Institute for War and Peace Reporting | Giving Voice, Driving Change

Sunni Group Forces Boycott of Iranian Goods

Under threat of reprisals, shop owners in central Iraq are no longer selling Iranian products.
By Jasim al-Saba\'wi
Shopkeepers in the town of Hawije have pulled Iranian imports from their shelves after a militant group threatened to kill traders and burn down stores shops that failed to comply with a boycott.

The threat came from a previously unknown group called the High Command for the Mujahidin, and was reportedly issued in several majority Sunni Arab cities in central Iraq, including Baqubah, Tikrit, Samarra and Fallujah.

The group posted leaflets on the walls of mosques telling shopkeepers to boycott Iranian products from May 1 or suffer violent consequences.

The group accused Iran of fuelling sectarian conflict in Iraq and of supporting the US interventions in both Iraq and Afghanistan. It also said Iran was exporting products that were past their sell-by date.

Hawije, 70 kilometres west of the northern city of Kirkuk, is a Sunni-majority town where fierce clashes erupt sporadically between militants and US troops, and roadside bombs target American convoys.

According to residents, the threat of reprisals has proved effective here, as in many other parts of central Iraq.

Ghazi al-Jumaili, a wholesale foodseller, said shopkeepers had responded "out of fear rather than persuasion".

A source in the Hawije police force who spoke on condition of anonymity said policemen were continually patrolling the markets. "But that hasn’t stopped businessmen getting rid of Iranian goods. The market is empty of them now," he said.
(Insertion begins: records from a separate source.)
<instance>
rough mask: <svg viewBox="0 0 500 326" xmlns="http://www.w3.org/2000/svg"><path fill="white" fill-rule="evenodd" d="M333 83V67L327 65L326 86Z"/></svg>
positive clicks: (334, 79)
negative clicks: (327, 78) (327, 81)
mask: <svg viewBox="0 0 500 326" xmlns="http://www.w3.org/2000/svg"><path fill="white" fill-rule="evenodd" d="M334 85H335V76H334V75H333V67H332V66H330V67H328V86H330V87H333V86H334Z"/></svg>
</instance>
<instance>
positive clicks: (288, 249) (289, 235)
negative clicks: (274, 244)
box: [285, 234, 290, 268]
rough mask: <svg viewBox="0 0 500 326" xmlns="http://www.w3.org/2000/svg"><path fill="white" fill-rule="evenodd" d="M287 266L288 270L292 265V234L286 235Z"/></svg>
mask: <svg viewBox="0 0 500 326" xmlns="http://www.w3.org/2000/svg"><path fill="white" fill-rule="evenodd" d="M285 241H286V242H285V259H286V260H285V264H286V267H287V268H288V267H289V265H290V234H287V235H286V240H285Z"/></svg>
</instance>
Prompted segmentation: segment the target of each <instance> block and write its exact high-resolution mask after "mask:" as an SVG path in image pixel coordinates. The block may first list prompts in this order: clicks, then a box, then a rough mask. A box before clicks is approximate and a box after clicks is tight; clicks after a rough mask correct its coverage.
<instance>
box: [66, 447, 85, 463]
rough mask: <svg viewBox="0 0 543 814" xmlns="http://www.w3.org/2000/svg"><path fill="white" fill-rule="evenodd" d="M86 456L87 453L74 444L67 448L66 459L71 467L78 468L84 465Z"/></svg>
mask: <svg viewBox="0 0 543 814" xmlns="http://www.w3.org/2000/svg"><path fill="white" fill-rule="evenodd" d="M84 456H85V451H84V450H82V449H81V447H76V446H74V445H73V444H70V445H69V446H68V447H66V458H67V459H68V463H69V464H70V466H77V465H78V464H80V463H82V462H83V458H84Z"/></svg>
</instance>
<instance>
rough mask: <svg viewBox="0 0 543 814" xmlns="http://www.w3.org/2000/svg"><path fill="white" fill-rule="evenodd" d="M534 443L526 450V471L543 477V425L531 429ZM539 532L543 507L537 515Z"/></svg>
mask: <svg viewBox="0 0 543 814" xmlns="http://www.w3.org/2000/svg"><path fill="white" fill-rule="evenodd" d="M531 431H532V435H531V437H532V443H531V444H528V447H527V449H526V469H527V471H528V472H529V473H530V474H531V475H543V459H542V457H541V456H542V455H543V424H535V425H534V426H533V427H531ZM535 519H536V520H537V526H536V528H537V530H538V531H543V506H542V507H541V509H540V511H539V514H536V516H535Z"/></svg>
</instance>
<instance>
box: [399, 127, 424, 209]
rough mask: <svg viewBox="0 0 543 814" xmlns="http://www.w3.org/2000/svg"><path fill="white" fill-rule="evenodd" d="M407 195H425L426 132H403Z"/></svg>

“The police can't perform miracles… Many people can't express their opposition [to the boycott], because that would be dangerous."

Iraq has had close ties with Iran's Shia government since the fall of Saddam Hussein's Sunni Arab-dominated regime in April 2003. As the Shias, believed to account for about 60 per cent of the total population, have assumed political power, many people in the country have come to suspect that Tehran is exerting a powerful influence on government policy.

Iraq’s economy is crumbling because of rising sectarian violence, and is increasingly reliant on foreign imports, most of which come from Iran and China.

Iraq's ambassador in Tehran, Mohammed Majid Abbas al-Sheikh, said in March that sales of Iranian goods are expected to rise from one billion to 1.5 billion US dollars this year, accounting for half of all Iraqi imports.

Hawije residents, particularly businessmen who complied with the Iranian boycott and lost money as a result, were reluctant to discuss the threats.

But in a town where some residents celebrated Saddam’s birthday on April 28, the boycott also had its supporters.

"This call came late in the day. Iran is the source of all trouble in Iraq," said Abu Walid, a 38-year-old former Iraqi army officer who did not want his full name to be used.

"I would support this boycott even if Iran were the only country supplying Iraq."

The economic impact of the boycott in Hawije is unclear. Abu Ahmad, 48-year-old owner of a shop selling household appliances, said he lost about one million dinars, or 680 dollars, because he sold his Iranian-made stock at well below cost to people from his own village, just to offload it.

But he insisted, "It was in the interests of the Sunni community, and I'm not angry."

Jumaili said that while some people in Hawije did support the boycott, if there really was such widespread animosity toward Iran, "people would have boycotted Iranian products ever since the Iran-Iraq war of the Eighties".

He said Syrian and Turkish products were widely available, so there had been no shortages.

Naji Ismail, an economics professor at Mosul University, criticised the boycott, which he said is not founded on Islamic principles and would just end up costing people more.

"The motive is nationalist and it promotes prejudice, which is one of the ailments now afflicting Iraqi society," he said.

Ismail said that when shopkeepers complied with the boycott, "this in turn encourages militants to impose their terms and conditions on the markets and on people. It reinforces their power and authority in these areas. It might not end here”.

A cleric who preaches at Friday prayers in a Hawije mosque said that according to Islamic law, a boycott is not allowed if the result will be detrimental to the interests of Muslims, especially where large sums of money are concerned.

“Issuing threats by means of flyers isn't permissible," added the cleric, who did not want to be named. "Doing so is like making a murder threat, and this is prohibited."

Jumaili said he does not expect Iranian products to reappear on sale in Hawije, not least because the Iraqi government is not in control of security in the area.

"If there isn't a strong government capable of protecting businessmen and people, the boycott could be indefinite," he said.

Jasim al-Saba'wi is an IWPR trainee journalist in Hawije.